Und Steuerung findet auch auf politischer Ebene statt, indem beispielsweise die Mittelvergabe an die Hochschulen immer mehr über Wettbewerbe organisiert wird – etwa die Exzellenzinitiative – oder andere Programme, die nur befristet aufgelegt werden. Das alles hat nichts Nachhaltiges und Verlässliches und wirkt so, als wollte man die Zuwendungen nach Möglichkeit schnellstens einstellen, sobald "eines schönen Tages" endlich wieder weniger Menschen studieren gehen. Die Situation wird nicht als Chance erachtet, sondern mehr wie ein lästiger Betriebsunfall.
Eigentlich geht all das Gesagte in die Richtung "Schotten dicht machen". Gibt es nichts, womit die Hochschulen erkennen ließen, dass sie sich über die vielen Studierenden freuen?
Im Einzelfall gibt es das schon. Mir fällt zum Beispiel für Berlin ein, dass sich dort die Landeshochschulen untereinander absprechen, bestimmte Studiengänge flächendeckend wieder zulassungsfrei zu gestalten. Ähnliche Absprachen zwischen Hochschulen gibt es auch darüber, welche Inhalte in einem Studienfach zu vermitteln sind, so dass nicht überall etwas anderes gelehrt wird. Positiv sind auch die vielerorts in Gang gesetzten Diskussionen, wie man mit der zunehmenden Heterogenität der Studierendenschaft – etwa durch unkonventionelle Zugänge zur Hochschule abseits vom Abitur – am besten umgeht und wie man die Entwicklung als Chance begreift. Leider gibt es aber immer noch zu viele Professoren, die das nicht tun und die Neuankömmlinge in Schubladen stecken, in die sie nicht gehören.
Ein Studierenden-freundlicher Masterplan für die weitere Hochschulentwicklung – den gibt es bisher leider nicht
Ihr Verband hat sich zum Semesterstart mit einem Thema zu Wort gemeldet, das in der Öffentlichkeit seit längerem kaum noch diskutiert wird. In einer Pressemitteilung beklagen Sie die nach wie vor bestehenden Defizite der Bologna-Studienstrukturreform. Was genau passt Ihnen nicht?
Wir fordern nichts weniger als einen Masterplan, um die Versäumnisse der Vergangenheit endlich zu beheben. Bologna war ja eine große und schöne Verheißung.
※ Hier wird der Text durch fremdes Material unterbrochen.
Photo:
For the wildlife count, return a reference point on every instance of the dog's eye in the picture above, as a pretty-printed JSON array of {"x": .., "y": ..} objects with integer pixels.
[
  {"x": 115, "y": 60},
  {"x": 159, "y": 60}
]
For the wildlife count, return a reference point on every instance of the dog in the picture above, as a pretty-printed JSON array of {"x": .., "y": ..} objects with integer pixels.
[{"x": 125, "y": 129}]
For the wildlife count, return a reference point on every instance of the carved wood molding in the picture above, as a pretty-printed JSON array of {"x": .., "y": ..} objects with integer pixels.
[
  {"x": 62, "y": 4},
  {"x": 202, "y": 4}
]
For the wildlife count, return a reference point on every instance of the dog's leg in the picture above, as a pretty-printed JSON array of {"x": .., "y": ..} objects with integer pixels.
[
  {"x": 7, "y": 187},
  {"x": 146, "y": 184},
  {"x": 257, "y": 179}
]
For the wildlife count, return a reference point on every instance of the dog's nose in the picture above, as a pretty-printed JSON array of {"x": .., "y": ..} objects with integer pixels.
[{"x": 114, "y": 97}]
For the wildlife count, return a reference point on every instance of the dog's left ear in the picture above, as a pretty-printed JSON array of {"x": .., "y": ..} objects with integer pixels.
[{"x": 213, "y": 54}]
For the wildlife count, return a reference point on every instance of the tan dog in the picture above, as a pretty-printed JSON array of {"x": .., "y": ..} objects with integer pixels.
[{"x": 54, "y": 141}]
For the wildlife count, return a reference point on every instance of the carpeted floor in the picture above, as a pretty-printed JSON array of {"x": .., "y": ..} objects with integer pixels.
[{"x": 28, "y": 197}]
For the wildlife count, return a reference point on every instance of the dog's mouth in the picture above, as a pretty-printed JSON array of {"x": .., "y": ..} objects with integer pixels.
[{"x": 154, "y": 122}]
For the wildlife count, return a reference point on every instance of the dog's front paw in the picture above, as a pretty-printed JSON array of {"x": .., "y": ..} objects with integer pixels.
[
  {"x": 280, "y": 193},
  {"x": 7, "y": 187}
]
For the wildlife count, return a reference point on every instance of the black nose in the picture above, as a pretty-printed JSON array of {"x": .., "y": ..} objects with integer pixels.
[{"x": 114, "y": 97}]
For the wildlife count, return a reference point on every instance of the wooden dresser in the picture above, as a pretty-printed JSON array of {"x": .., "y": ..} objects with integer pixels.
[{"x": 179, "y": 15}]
Erklärtes Ziel war die Schaffung eines europaweiten Hochschulraums, in dem die Studierenden im Mittelpunkt stehen, die Studienstrukturen harmonisiert sind, kompetenzorientiert gelehrt wird, man problemlos Sprachen erlernen und Auslandserfahrungen sammeln kann. Nur was ist aus all diesen Versprechungen geworden? Hierzulande gibt es nicht einmal einen einheitlichen deutschen Hochschulraum, sondern 16 Landeshochschulgesetze. Mancherorts kann man noch auf Diplom oder Staatsexamen studieren, während anderswo nur noch Bachelor und Master möglich sind. Für Sprachkurse und Auslandssemester fehlt im überfrachteten Bachelor-Alltag die Zeit. An den Hochschulen herrscht immer mehr Ellenbogenmentalität, während Bologna doch eigentlich kooperatives Lernen befördern sollte. Der Bachelor ist nach wie vor hochgradig verschult, der Lern- und Prüfungsstress ist weiterhin immens hoch, flexible Studienverläufe werden erschwert. In vielen Studiengängen stehen demnächst große Kohorten an Bachelor-Absolventen auf dem Sprung zum Master und werden wahrscheinlich nicht zum Zug kommen. Es gibt verschiedene Szenarien, nach denen bald Zehntausende Master-Studienplätze fehlen werden.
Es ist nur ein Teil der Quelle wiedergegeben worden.